What is the one thing GoHighLevel is genuinely good for in a PR agency?
Your own new business, which is almost always the least systematic part of a PR firm. Former clients who have changed jobs, the awards and speaking deadlines that slip whenever client work gets busy, the referral that came in and did not get replied to for four days. That is a real, unowned problem and this is a reasonable tool for it. It is also, honestly, a problem a well-kept spreadsheet and a disciplined calendar can solve for free.
Is cold outbound a viable channel for a PR agency?

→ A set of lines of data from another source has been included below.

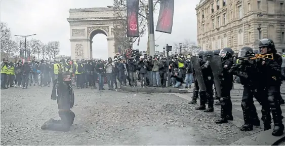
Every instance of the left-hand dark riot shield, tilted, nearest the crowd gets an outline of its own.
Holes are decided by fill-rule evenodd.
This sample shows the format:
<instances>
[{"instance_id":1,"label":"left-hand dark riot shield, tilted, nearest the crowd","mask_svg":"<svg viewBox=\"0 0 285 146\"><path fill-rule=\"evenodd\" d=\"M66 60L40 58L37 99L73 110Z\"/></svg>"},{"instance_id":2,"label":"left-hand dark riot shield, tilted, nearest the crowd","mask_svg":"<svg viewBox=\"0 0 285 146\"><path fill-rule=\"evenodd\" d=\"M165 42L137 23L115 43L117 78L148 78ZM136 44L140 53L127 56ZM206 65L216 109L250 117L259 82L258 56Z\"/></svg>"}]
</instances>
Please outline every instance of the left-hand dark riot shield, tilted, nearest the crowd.
<instances>
[{"instance_id":1,"label":"left-hand dark riot shield, tilted, nearest the crowd","mask_svg":"<svg viewBox=\"0 0 285 146\"><path fill-rule=\"evenodd\" d=\"M207 91L204 78L203 78L203 74L202 74L202 69L201 69L200 62L199 62L199 58L197 56L191 56L191 61L193 64L193 68L195 70L195 79L197 79L199 89L201 91Z\"/></svg>"}]
</instances>

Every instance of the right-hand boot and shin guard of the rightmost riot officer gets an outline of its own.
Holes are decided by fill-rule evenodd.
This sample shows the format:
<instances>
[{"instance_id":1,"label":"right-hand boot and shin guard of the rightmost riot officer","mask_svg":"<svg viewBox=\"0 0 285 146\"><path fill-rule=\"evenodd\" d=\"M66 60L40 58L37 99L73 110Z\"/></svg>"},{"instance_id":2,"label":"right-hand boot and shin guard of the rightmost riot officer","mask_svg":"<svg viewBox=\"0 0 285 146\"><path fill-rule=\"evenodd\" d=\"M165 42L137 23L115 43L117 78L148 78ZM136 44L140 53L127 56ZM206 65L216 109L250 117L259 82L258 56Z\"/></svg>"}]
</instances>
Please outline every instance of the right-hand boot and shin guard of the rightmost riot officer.
<instances>
[{"instance_id":1,"label":"right-hand boot and shin guard of the rightmost riot officer","mask_svg":"<svg viewBox=\"0 0 285 146\"><path fill-rule=\"evenodd\" d=\"M281 136L284 130L284 125L282 123L283 116L281 115L282 112L281 112L279 104L276 106L277 106L276 108L271 108L272 119L274 122L274 128L273 128L272 135Z\"/></svg>"}]
</instances>

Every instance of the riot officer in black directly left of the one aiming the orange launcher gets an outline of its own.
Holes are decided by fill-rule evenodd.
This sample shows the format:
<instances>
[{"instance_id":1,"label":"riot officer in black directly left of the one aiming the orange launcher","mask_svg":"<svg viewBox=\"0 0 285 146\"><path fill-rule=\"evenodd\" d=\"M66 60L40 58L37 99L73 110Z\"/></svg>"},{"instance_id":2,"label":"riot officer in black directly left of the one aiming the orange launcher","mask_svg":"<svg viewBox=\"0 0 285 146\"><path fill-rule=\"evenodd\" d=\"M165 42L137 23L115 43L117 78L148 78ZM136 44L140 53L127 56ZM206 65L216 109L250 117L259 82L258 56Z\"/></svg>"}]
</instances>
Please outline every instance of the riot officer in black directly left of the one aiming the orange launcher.
<instances>
[{"instance_id":1,"label":"riot officer in black directly left of the one aiming the orange launcher","mask_svg":"<svg viewBox=\"0 0 285 146\"><path fill-rule=\"evenodd\" d=\"M260 121L254 105L254 91L258 86L258 71L255 60L250 60L250 57L255 53L250 47L243 47L238 52L240 64L232 70L232 74L240 78L240 83L243 85L243 94L241 99L241 108L243 112L243 124L239 129L241 131L252 131L253 125L260 126ZM259 100L257 98L257 100Z\"/></svg>"}]
</instances>

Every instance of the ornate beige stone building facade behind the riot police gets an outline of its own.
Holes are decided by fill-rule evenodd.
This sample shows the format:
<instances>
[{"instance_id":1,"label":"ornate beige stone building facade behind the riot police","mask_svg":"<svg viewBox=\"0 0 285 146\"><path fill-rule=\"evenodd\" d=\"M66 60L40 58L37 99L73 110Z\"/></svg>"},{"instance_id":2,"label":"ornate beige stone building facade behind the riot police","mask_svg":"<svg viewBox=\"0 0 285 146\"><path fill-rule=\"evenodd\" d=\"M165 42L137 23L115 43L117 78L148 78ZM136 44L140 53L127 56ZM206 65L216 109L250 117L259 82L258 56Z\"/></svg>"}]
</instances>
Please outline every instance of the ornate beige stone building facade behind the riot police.
<instances>
[{"instance_id":1,"label":"ornate beige stone building facade behind the riot police","mask_svg":"<svg viewBox=\"0 0 285 146\"><path fill-rule=\"evenodd\" d=\"M197 41L203 50L253 47L272 39L285 52L285 0L201 0L196 7Z\"/></svg>"}]
</instances>

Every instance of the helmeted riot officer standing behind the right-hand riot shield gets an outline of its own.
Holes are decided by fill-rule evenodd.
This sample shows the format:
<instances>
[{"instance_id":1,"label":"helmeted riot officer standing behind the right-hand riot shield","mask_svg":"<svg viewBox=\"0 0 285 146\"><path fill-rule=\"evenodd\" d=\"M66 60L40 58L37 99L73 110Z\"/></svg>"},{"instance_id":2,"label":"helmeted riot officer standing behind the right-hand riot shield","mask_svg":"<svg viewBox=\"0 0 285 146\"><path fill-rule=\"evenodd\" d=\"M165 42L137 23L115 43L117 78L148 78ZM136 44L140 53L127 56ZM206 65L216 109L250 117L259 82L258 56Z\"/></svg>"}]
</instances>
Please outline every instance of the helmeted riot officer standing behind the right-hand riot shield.
<instances>
[{"instance_id":1,"label":"helmeted riot officer standing behind the right-hand riot shield","mask_svg":"<svg viewBox=\"0 0 285 146\"><path fill-rule=\"evenodd\" d=\"M228 70L233 65L233 57L234 52L231 48L224 48L220 52L220 56L222 57L222 67L223 71L220 76L221 78L221 117L217 119L215 122L217 124L227 123L228 120L233 120L232 117L232 103L230 99L230 90L233 86L233 76ZM217 87L216 87L217 88Z\"/></svg>"}]
</instances>

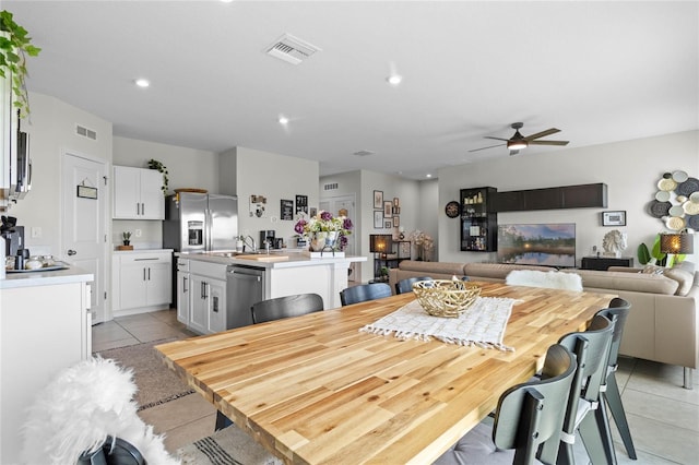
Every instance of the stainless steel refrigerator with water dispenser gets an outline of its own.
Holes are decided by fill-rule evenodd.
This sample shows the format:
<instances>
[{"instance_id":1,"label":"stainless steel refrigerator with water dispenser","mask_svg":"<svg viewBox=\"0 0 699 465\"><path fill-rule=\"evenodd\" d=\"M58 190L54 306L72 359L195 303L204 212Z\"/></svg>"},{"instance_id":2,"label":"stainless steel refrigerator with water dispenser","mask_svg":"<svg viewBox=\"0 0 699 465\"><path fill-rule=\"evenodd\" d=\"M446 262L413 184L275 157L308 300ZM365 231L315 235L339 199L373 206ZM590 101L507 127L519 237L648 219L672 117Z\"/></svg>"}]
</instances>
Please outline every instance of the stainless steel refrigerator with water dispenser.
<instances>
[{"instance_id":1,"label":"stainless steel refrigerator with water dispenser","mask_svg":"<svg viewBox=\"0 0 699 465\"><path fill-rule=\"evenodd\" d=\"M235 250L238 199L233 195L180 192L165 201L163 246L177 252Z\"/></svg>"}]
</instances>

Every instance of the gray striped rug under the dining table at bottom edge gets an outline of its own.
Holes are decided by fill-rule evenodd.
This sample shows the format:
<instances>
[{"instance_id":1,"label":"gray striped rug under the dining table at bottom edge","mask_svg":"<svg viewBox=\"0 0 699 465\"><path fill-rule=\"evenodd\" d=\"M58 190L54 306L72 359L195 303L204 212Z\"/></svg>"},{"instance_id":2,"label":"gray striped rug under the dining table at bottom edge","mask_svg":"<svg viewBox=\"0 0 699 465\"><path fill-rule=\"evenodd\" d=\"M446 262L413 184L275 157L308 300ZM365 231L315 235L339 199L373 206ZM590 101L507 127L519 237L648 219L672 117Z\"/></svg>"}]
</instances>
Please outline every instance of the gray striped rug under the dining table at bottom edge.
<instances>
[{"instance_id":1,"label":"gray striped rug under the dining table at bottom edge","mask_svg":"<svg viewBox=\"0 0 699 465\"><path fill-rule=\"evenodd\" d=\"M177 450L182 465L282 465L235 425Z\"/></svg>"}]
</instances>

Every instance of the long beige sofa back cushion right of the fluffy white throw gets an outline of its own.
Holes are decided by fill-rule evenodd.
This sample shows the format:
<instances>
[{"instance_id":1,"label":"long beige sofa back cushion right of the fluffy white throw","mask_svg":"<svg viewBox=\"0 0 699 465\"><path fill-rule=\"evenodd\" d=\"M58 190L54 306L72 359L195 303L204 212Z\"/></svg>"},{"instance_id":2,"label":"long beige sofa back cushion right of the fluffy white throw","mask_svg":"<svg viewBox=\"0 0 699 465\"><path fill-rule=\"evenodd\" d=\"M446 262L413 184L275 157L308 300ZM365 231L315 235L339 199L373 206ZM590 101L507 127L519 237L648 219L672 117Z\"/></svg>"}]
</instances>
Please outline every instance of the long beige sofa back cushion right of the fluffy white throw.
<instances>
[{"instance_id":1,"label":"long beige sofa back cushion right of the fluffy white throw","mask_svg":"<svg viewBox=\"0 0 699 465\"><path fill-rule=\"evenodd\" d=\"M624 273L595 270L562 270L574 272L582 278L584 288L632 290L636 293L664 294L672 296L677 291L679 283L660 274Z\"/></svg>"}]
</instances>

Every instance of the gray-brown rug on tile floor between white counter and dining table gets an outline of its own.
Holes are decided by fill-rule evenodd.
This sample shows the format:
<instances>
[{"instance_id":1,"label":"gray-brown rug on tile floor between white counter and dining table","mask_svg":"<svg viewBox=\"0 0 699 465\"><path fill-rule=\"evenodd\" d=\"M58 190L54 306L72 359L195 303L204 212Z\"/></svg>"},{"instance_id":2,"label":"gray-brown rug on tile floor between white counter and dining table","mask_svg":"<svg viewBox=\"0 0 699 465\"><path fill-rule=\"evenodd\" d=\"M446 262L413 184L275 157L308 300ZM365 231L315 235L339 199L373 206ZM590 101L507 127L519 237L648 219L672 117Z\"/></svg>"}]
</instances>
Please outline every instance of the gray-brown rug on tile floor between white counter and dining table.
<instances>
[{"instance_id":1,"label":"gray-brown rug on tile floor between white counter and dining table","mask_svg":"<svg viewBox=\"0 0 699 465\"><path fill-rule=\"evenodd\" d=\"M102 358L115 359L120 366L133 369L135 385L139 388L135 394L139 412L194 392L167 368L157 350L153 348L168 341L174 339L137 344L99 353Z\"/></svg>"}]
</instances>

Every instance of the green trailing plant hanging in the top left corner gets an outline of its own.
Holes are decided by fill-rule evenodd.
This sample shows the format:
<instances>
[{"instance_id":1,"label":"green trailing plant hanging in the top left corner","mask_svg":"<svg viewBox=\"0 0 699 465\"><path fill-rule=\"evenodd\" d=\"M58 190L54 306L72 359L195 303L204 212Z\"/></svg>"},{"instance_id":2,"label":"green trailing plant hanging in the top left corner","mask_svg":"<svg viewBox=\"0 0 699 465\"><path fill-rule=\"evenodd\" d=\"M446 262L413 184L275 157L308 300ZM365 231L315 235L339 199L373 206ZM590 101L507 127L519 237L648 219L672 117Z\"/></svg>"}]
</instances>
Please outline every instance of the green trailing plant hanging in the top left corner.
<instances>
[{"instance_id":1,"label":"green trailing plant hanging in the top left corner","mask_svg":"<svg viewBox=\"0 0 699 465\"><path fill-rule=\"evenodd\" d=\"M20 112L20 118L29 115L29 95L26 90L26 57L36 57L40 48L32 45L32 38L27 31L12 19L12 13L2 10L0 12L0 78L12 76L12 94L14 107Z\"/></svg>"}]
</instances>

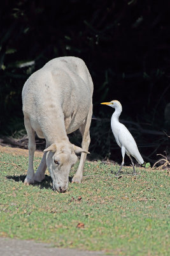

It sits badly with the proposition. An agency whose product is being well-connected, mass-emailing strangers to ask for a meeting, is telling on itself — and the buyers you want are exactly the people who will notice. Where automation genuinely helps a PR firm is in staying present with people who already know you: past clients, journalists you have a real relationship with, the marketing lead who moved to a bigger company last month. That is not outbound. That is memory.